Today in class we stepped back for a moment to think about the various methods we could use to compare runaway ads from different states. Our current, still subject to change job is to build a site that would compare different methods for answering the question: "Were Texas runaway slave ads different from slave ads in other Southern states?"
Those methods may include:
- A traditional close reading of different states’ ads.
- Identifying words in each state’s corpus with high TF-IDF or relative frequency scores to see what the "outlier" words in each one may be.
- Using cosine similarity together with TF-IDF to rank the similarity between each state’s ads.
- Using "clustering" algorithms described by Franco (like those used in a spam filter) to see whether the computer can be trained to tell ads from different states apart.
- Having human users attempt to identify the origin of different ads (with giveaway words like state-specific place names removed with NER) to show how difficult (or comparatively easy) this is.
Among the challenges we discussed today was how to gauge whether these methods are successful, and whether they are likely to tell us anything surprising (or whether the lack of surprise may in fact help to build an argument about the uniformity of runaway slave ads across space). We also began a discussion of how we might "test" document similarity methods by, for example, training them with clearly different kinds of texts (jailors’ notices versus runaway ads?) or clearly similar texts (slightly modified reprinted ads? halves of the same state’s corpus?) to see how well they "work" at identifying similarity and difference.
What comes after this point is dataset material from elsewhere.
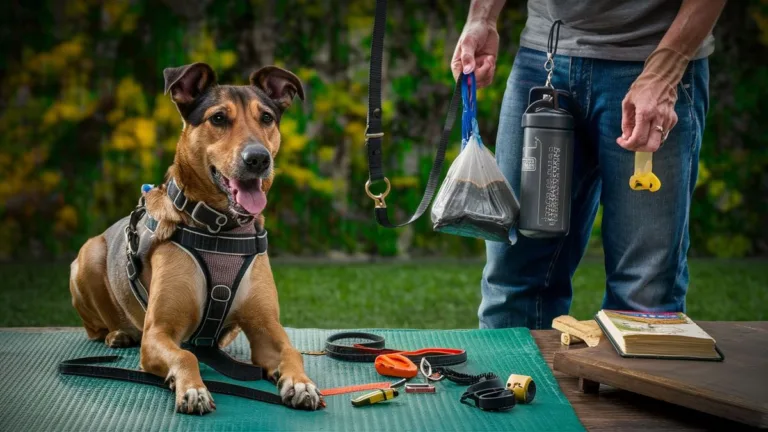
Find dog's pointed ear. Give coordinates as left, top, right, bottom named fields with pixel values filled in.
left=163, top=63, right=216, bottom=105
left=251, top=66, right=304, bottom=111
We also noted, in light of Clare’s reminder that Carrigan emphasized that central Texas was the place where we are likely to see differences, and right now our Texas newspaper source is from urban east Texas, which may make it necessary to gather ads from another newspaper, like the Austin Gazette.
The good news is that we determined we do have a data set of Texas ads roughly comparable to the number of ads from the Arkansas Gazette. And we also came up with some other things we could do with our texts—like using NER to pull out place names and judge how connected different states’ corpora are, or to see how many male/female names are in the corpus—that might be possible outputs if the above methods don’t tell us anything particularly interesting.
Our next step seems to be to identify things we can do to prototype or test available methods—perhaps using available tools like Voyant first—with the lowest amount of work cost up front, so that we can determine which of the bigger projects are worth pursuing.
Before coming to class on Friday, please read the posts by your classmates and think about these issues. Another productive activity may be to read through ads we have collected and transcribed on our Google Doc, to see if salient topics or ideas occur to you that way.